Certainly I have found the mutual sharing to be a comfort at times. Before I gave birth I was aware that the baby blues were to be expected in the first few days postpartum. I wasn’t worried; I generally didn’t get hormonal swings, and anyway “baby blues” almost sounds cute. I imagined shedding a few tears on day three perhaps. So, I was very much taken aback by the emotional overwhelm I experienced for the first week. In one voice note I told a friend how difficult it was to persuade my husband that no, there was “absolutely nothing wrong. I’m in floods of tears multiple times a day and there isn’t a problem you can solve rationally. It’s just hormones“. She told me how she lost it when her partner came to visit the maternity ward and talked about Trump in front of the precious new baby – too perfect for this world. She felt distraught that her little baby boy would be exposed to such grim news. Baby blues for me was like taking a cork out of a bottle and releasing an overflowing joy, terror, guilt cycle. Listening to her describing her own ‘madness’, I was in tears with laughter. I felt less alone in that moment.
There is an intimacy to voice notes that grows when you’re in regular contact – exchanging experiences in confidence and sharing things you might never talk about in person. I now know some friends in a deeper way having been the modern equivalent of pen pals for the second half of 2021. O’Keeffe recognises another value of the technology; the practical element – we can chat hands-free at our convenience. He also sees the voice note as a type of gift or offering; that we can touch one another with our words, and he believes “that is in our marrow as Irish people”. Since we have begun to socialise more freely I have noticed the frequency of voice note exchanges dropping off slightly, but still there are little flurries of contact now and then.
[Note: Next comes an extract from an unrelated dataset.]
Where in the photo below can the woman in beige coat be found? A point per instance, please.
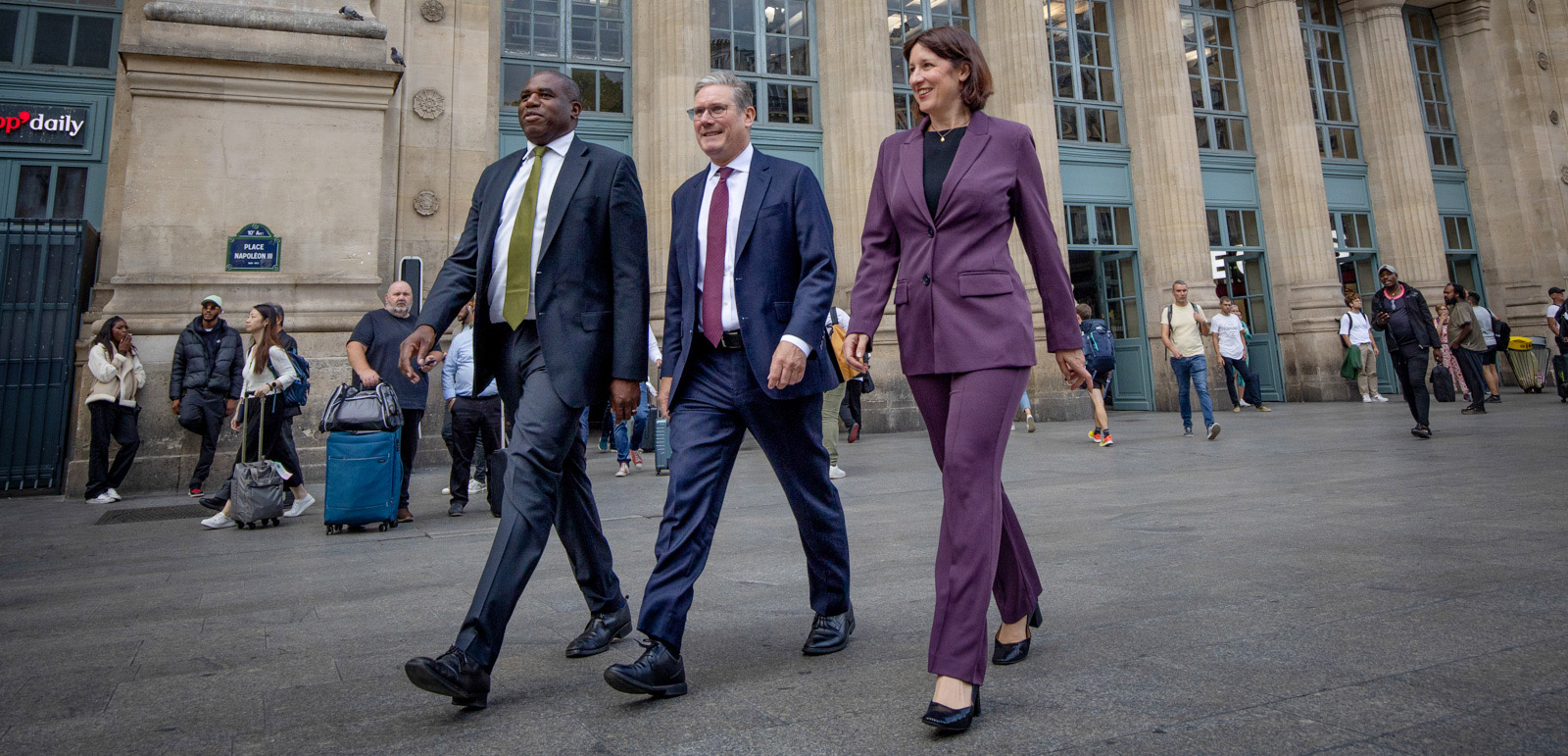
(112, 400)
I recently went to a baby sensory exploration class. I chatted to other mums as our babies rubbed custard into their hair. And I regularly meet friends who are on maternity leave for walks or coffee It’s good for the soul and it invigorates me. You can’t beat real human contact, of course. But whenever I feel the need, I know I can still open my phone to record a 12-minute message about nappy absorbency and Carrie Bradshaw.